Monte Carlo Simulation of Markov Prisoner

Date of this Version



P. Savory (2009), “Monte Carlo Simulation of Markov Prisoner”, Mathematica Software Demonstration, The Wolfram Demonstations Project. Available at:


This Mathematical demonstration is based on a homework problem that has been in numerous editions of Sheldon Ross's probability books: A prisoner is in a dungeon with three doors. One door leads to freedom, one door leads to a long tunnel, and a third door leads to a short tunnel. The two tunnels return the prisoner to the dungeon. If the prisoner returns to the dungeon, he attempts to gain his freedom again, but his past experiences do not help him in selecting the door that leads to freedom, that is, we assume a Markov prisoner. The prisoner’s probability of selecting the doors are: 20% to freedom, 50% to the short tunnel, and 30% to the long tunnel. Assuming the travel times through the long and short tunnels are 3 and 2 hours, respectively, our goal is to determine the expected number of hours until the thief selects the door which leads to freedom.

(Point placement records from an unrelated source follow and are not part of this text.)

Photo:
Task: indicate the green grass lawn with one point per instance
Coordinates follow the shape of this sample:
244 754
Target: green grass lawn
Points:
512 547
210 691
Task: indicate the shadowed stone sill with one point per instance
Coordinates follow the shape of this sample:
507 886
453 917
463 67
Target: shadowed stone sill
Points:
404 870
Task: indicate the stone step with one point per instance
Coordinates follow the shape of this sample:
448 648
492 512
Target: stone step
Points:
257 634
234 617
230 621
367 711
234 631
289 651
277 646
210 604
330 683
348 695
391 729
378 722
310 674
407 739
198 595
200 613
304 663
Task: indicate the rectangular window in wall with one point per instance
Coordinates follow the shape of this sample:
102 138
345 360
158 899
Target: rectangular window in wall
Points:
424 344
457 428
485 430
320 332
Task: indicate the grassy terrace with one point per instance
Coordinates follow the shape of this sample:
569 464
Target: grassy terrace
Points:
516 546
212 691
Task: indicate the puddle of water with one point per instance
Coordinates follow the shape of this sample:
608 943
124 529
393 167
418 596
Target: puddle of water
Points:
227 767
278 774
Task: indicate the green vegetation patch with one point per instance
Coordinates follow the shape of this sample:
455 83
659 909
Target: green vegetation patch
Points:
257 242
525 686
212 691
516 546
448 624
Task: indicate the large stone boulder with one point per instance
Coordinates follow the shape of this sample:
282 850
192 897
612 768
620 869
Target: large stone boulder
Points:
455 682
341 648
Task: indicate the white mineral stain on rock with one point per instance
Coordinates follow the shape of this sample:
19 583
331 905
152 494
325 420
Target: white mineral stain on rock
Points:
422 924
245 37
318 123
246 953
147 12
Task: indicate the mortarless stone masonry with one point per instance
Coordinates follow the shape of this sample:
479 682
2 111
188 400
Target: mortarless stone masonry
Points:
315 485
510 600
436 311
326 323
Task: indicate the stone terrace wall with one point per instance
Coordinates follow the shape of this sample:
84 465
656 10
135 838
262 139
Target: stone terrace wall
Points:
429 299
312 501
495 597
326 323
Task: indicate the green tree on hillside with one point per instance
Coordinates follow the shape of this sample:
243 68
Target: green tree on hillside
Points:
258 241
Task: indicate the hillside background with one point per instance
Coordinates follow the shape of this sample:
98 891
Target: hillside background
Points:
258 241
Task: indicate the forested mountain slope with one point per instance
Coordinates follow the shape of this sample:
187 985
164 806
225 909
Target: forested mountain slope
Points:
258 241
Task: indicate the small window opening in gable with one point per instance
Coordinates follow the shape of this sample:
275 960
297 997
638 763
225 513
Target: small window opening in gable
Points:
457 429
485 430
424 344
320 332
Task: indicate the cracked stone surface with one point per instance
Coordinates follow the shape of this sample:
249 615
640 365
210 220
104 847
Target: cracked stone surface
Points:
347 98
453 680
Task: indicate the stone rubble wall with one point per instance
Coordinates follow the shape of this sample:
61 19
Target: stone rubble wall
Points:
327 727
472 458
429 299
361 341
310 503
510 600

Mathematically, you can solve this problem using expected values. This demonstration showcases solving it using Monte Carlo simulation. The simulation lets you see the number of hours until freedom is reached for the specified number of simulation trials. The red dot on the histogram indicates the average number of hours. As the number of trials increases, the mean of the simulation results converges to the theoretical value (9.5 for the probabilities defined in the problem). You can also explore the option of the doors having equal probability and changing the number of hours for each tunnel.